One of the major hurdles to developing new pharmaceuticals and understanding diseases is the wide variety of responses they provoke in different tissues in the body. Using animal models is imperfect at best, and drug effects and disease symptoms can vary greatly from person to person.

To develop a better model, Varghese is working to simulate human tissues in lab-on-a-chip technologies and combine them into an integrated system that mimics the complex functions of the human body. Specifically, Varghese is focusing on musculoskeletal tissues and tumor-on-a-chip models.

“We’re trying to integrate these small-scale but very robust human-specific models to look at how immune cells can be recruited to a tumor site and to understand the role of the cellular environment on cancer spread and growth,” said Varghese, who joins Duke from the University of California – San Diego. “Mimicking skeletal muscle on a chip will also help us model many different muscle diseases ex vivo.”

In the same vein, Varghese’s second focus of study will be on developing strategies to promote musculoskeletal tissue repair. Besides using a stem cell and tissue engineering approach, Varghese’s laboratory has devised strategies to recruit and activate patient’s own cells to promote tissue repair and regeneration. 

Her research has identified molecular pathways that has shown to reduce—and even reverse—the effects of osteoporosis in animal models. Varghese’s laboratory has also identified a new molecular player that contributes to skin fibrosis such as scleroderma. As the next step, her group is exploring new therapeutic strategies to treat skin fibrosis and scarring.

“I was drawn to this position because of its 50/50 split between the engineering school and the medical school. It seemed like a very natural fit,” said Varghese. “The position will give me easier access to my needs such as tissue samples. It will also allow me to learn firsthand about new problems clinicians are facing so that I can find solutions.”

“Shyni is a leading biomaterials scientist and will greatly strengthen this area of research at Duke,” said Ashutosh Chilkoti, professor and chair of the Department of Biomedical Engineering. “Her appointment across three departments will build intellectual bridges between Pratt and the School of Medicine, and is the harbinger, I hope, of other such collaborative hires between the two schools in the future.”

"Shyni has a unique research focus, one that crosses engineering and medical disciplines in a way that will ultimately result in the development of improved therapeutic approaches to musculoskeletal repair and regeneration,” echoed Benjamin Alman, professor and chair of the Department of Orthopaedic Surgery. “Her recruitment by multiple departments with the help of MEDx is a great example of how a cooperative approach can be used to bring exceptional faculty to Duke."

Varghese says that, besides the obvious collaborations her new position will enable, she is excited about the opportunity it will bring for taking her research from the laboratory to the bedside.

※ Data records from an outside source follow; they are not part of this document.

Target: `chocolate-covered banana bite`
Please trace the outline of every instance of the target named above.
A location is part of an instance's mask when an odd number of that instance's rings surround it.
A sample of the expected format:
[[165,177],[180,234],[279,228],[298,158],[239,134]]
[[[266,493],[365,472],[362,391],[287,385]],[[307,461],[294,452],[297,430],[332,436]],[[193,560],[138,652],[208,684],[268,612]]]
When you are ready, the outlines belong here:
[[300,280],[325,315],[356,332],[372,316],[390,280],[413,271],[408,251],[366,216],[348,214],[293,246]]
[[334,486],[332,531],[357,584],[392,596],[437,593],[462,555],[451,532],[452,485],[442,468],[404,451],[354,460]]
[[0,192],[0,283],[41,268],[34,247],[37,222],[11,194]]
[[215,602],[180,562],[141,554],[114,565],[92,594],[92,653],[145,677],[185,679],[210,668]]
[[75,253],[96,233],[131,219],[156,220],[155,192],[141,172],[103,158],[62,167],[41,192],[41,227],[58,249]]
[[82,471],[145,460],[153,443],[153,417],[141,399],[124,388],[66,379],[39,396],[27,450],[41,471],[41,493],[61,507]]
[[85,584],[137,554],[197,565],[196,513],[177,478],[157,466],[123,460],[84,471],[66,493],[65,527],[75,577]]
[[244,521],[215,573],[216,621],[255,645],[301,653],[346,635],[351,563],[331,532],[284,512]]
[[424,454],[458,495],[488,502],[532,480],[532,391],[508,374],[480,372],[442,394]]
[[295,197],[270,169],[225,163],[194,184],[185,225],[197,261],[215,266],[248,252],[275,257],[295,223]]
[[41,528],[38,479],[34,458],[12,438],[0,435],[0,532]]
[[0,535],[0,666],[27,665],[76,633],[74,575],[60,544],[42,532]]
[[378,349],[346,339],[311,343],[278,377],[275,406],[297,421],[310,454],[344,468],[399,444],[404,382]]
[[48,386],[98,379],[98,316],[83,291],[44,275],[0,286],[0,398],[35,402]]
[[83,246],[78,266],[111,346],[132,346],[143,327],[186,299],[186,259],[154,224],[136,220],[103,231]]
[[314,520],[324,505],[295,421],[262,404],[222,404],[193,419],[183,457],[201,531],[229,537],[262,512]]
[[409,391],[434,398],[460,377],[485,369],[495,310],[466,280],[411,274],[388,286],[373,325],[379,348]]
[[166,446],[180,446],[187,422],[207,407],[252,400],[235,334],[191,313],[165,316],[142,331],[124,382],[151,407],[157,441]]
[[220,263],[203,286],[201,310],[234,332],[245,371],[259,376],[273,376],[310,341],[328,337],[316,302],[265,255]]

“I already know many people I want to begin collaborations with in the clinical arena, and I’ll be looking to develop new research programs in that direction,” said Varghese.

Besides the unique opportunity her new position affords, Varghese says she was attracted to Duke because of its students. Often recruited by various private research organizations, she says she was never really tempted to leave academia.

“I really wanted to be able to keep working with students. That’s one thing I will never be able to give up,” said Varghese, who puts an emphasis on recruiting and mentoring students from diverse and underrepresented backgrounds. “I love motivating them and keeping them excited and passionate about their work. Being able to influence undergraduate and graduate students as they develop their own research interests and independence is something I think is extremely valuable.”